Il libro viene definito dal Prof. G. Selvaggi curatore della Collana,
Le storie della Storia,un "romanzo insolito". Infatti
non presenta le caratteristiche classiche del romanzo, quali intrecci
di storie o intrighi tra personaggi. E' un romanzo che si muove
su un piano descrittivo, nel recupero di immagini e di sensazioni
visive ed olfattive, e su un piano intimistico nel recupero di
emozioni e di ricordi. La filosofia del libro, se così
si può dire, è da ricercare nei versi del poeta
A. Coeiro, il quale afferma che non é sufficiente non essere
ciechi per vedere i campi e i fiori. Così , io penso, si
può vedere senza guardare, dire senza parlare, udire senza
ascoltare. Questi atti fisici possono rappresentare spesso fatti
che non incidono in modo significativo nel nostro mondo interno.

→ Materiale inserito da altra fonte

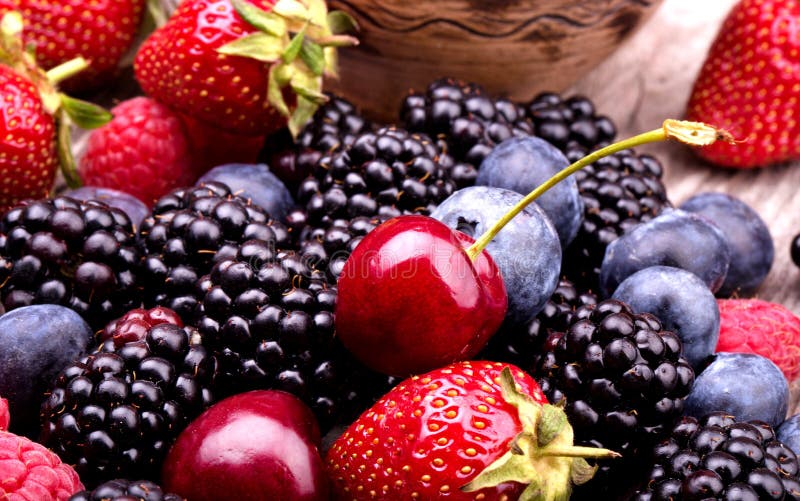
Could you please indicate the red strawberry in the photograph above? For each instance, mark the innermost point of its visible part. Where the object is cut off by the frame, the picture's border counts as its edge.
(761, 327)
(471, 430)
(101, 31)
(143, 151)
(750, 85)
(245, 66)
(31, 471)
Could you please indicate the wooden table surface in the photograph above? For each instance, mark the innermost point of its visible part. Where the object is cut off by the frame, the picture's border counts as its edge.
(650, 78)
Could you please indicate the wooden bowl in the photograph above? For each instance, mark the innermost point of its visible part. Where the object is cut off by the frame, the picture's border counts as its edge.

A volte scivolano via da noi senza lasciare segni che possono
essere utilizzati in senso trasformativo. A volte esperienze dolorose
possono essere allontanate dalla coscienza,negate, incistate,ancorate
ed operare in senso distruttivo. Esperienze piacevoli, al contrario,
possono essere idealizzate,esaltate e non trovare all'interno
del Sè una collocazione reale e realistica. Come allora
poter arrivare a guardare,parlare ed ascoltare? Questa è
certamente la sfida che ognuno fa a se stesso, con il proprio
modo di sentire e di capire,con la propria irripetibile originalità.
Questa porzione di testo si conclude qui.